For Canada, the lineup seems set except Julian de Guzman could miss tonight’s match.  The Canucks lined up in a 4-5-1 formation against Ecuador in their last friendly and the expectation is they will do the same tonight.  Lars Hirschfeld will start in goal but with DC United’s Dejan Jakovic out with injury, the back line of Marcel De Jong, Houston’s Andre Hainault, Kevin McKenna and a backup defender could be vulnerable.  Dwayne De Rosario, Atiba Hutchinson, and Terry Dunfield will play in the midfield with Josh Simpson and RSL’s Will Johnson on the wings.  Up top was Norwich City’s rising star Simeon Jackson in the most recent friendly but don’t be surprised if the Montreal Impact’s Ali Gerba gets the call to start.

The United States is the favorite to win this match, but I expect this to be a close, well contested match.  Here is how both team’s can escape with a full three points:

How the United States will win

Score the first goal: The Yanks have an annoying tendency to let the opposition score first and thus play from behind in many recent matches, including all four games of the World Cup.  Canada scoring first would not only continue this trend, but skyrocket the pressure on a team already feeling a bit of pressure.  If the U.S. scores first, it can dictate pace and relieve at least of little of the pressure its very uptight fans will feel.

Deny DeRo space: The New York star is the link between the midfield and the lone striker, plus as everyone knows he can score a little, so containing him will be a key to the match.  This is especially the case if De Guzman is not playing.  Whether Michael Bradley is tasked with denying him space in the midfield or one of the U.S. center backs is man marking him, it is imperative the United States not allow him the chance to make plays.  If the U.S. can contain DeRo, Canada will have a harder time scoring.

Play good wide defense: While the focus of the fans’ attention will be on the big names in the Canadian middle, it is the wings where Canada will create some chances.  MLS fans are familiar with Will Johnson’s skill but Simpson is also a threat on the outside.  The Bocanegra/Bornstein/Cherundolo pairing will have to account for these wings in the 4-5-1 to allow Donovan and Dempsey more freedom to play forward.

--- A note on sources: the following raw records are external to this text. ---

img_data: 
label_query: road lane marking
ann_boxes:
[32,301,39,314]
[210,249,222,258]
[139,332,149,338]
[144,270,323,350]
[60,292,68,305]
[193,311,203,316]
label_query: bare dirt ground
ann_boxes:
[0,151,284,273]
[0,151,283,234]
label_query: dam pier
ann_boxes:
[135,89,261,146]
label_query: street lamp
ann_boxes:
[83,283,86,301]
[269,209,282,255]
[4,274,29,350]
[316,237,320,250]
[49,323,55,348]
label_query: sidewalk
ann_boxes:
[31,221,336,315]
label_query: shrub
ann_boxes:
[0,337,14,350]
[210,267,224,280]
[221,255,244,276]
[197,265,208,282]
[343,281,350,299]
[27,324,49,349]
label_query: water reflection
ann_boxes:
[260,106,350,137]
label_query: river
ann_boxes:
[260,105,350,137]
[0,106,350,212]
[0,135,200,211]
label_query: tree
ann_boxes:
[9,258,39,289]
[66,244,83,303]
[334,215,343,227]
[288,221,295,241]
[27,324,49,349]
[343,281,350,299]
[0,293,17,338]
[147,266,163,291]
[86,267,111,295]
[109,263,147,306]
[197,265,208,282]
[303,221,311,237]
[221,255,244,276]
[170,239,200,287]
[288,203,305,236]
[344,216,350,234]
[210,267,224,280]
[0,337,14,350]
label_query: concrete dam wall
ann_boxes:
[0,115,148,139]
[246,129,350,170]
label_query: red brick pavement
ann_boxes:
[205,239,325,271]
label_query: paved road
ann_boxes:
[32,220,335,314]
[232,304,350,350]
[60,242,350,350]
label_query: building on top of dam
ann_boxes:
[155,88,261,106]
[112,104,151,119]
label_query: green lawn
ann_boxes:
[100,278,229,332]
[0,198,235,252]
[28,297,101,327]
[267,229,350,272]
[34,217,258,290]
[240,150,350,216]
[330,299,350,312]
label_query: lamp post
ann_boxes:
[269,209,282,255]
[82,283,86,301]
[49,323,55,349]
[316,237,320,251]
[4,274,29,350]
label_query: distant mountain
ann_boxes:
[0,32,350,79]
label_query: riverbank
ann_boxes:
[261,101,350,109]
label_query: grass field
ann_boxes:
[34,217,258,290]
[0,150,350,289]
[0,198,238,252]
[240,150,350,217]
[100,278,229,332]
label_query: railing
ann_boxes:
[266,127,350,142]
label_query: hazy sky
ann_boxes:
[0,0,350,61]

Exploit the center backs: While DCU fans can explain the perplexing player that is Dejan Jakovic, he is undoubtedly a critical loss to the Canucks.  Their back line has talent, but lacks experience.  Besides McKenna, the Canadian defenders on the roster have four international caps among five players.  The U.S. should certainly take advantage of this.

How Canada can win

Clog the midfield: As Spain showed, the United States struggles when its midfielders cannot get the ball to the forwards.  This is especially true when the forwards are having a hard time creating their own shots.  While Canada is not Spain and cannot use precision passing to dominate possession, it can muddle the midfield and prevent Bradley/Edu/Jones from getting the ball wide to the wings or forward.

Score first, or hold the U.S. scoreless for a half: Both of these outcomes would play into Canada’s hands.  The U.S. team is feeling enormous pressure to escape with a win (maybe even a convincing win).  If Canada scores first or keep the game scoreless as long as possible, the pressure will grow that much more on the Yanks.  This team will make mistakes, and Canada needs to be in the position to exploit those mistakes.

Pick the right lone striker: As I stated before, there is a rumor that Ali Gerber could get the nod over Simeon Jackson, which would be surprising considering how good Jackson is playing.  Stephan Hart needs to ignore the sexy pick and decide which of his two forwards is the best for the lone striker position.  As the U.S. has seen, this is not an easy choice nor can it be a popular one; but there is little room for error for Canada and they need the best players for their formation, not the most popular players.